The day to day operations of Marie Harriman Gallery appear to have been under the supervision of her secretaries, first Margaret Gise and later Anne Sardi. In 1931 Marie Harriman Gallery contracted with Swiss dealers Segismundo Neuman and Gottlieb Friedrich Reber for the purchase of modern French pictures. In addition, Marie Harriman Gallery contracted for relatively short periods of time with various agents to scout for sales outside of New York, at least during the later years of the gallery's activities.
The exhibition schedule at the Marie Harriman Gallery was as ambitious as any of the more established galleries on East 57th street. Most of the presentations were accompanied by two-fold catalogue checklists, designed by Marie, which sometimes included short introductory essays. The first season set the pace and tone of exhibitions. French masters, particularly Derain and Rousseau, were interspersed with shows of recent works by Kuhn and young American artists. Although American artists had been featured at Marie Harriman Gallery from its inception, by 1940 the exhibition schedule was predominantly American, probably due to the increasingly difficult political situation in Europe. Young artists such as Henry Botkin, George Picken, and Walt Kuhn's students Frank di Gioia and Patsy Santo were exhibited in a series of monographic exhibitions at Marie Harriman Gallery in the late 1930s.

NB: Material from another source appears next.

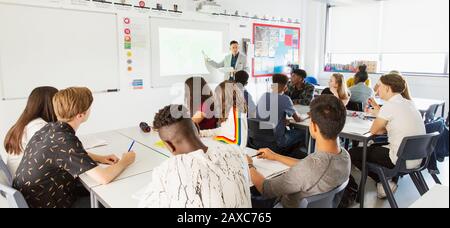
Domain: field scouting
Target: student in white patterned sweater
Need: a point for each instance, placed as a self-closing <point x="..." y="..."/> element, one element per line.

In June of 1942 Marie Harriman decided to close her gallery "for the duration," the implication being that it would re-open, which it never did. Although Marie Harriman Gallery officially closed in 1942, the stock was not immediately dispersed. Paintings and drawings continued to be acquired and sold through the legal entity of Marie Harriman Gallery (subsumed into the Averell and Marie Harriman Foundation) and some remained on a consignment status for a number of years. In 1961 the National Gallery of Art exhibited the highlights of the Harriman collection, most of which remained with the Harrimans until after Marie's death in 1970. In 1972 Averell donated twenty-two of the paintings and drawings from Marie Harriman Gallery to the National Gallery of Art; between 1972-1973 he dispersed more of the inventory at auction sales in New York. The remainder of the collection remained with Averell and was inherited at his death in 1986 by his third wife, Pamela, later United States Ambassador to France.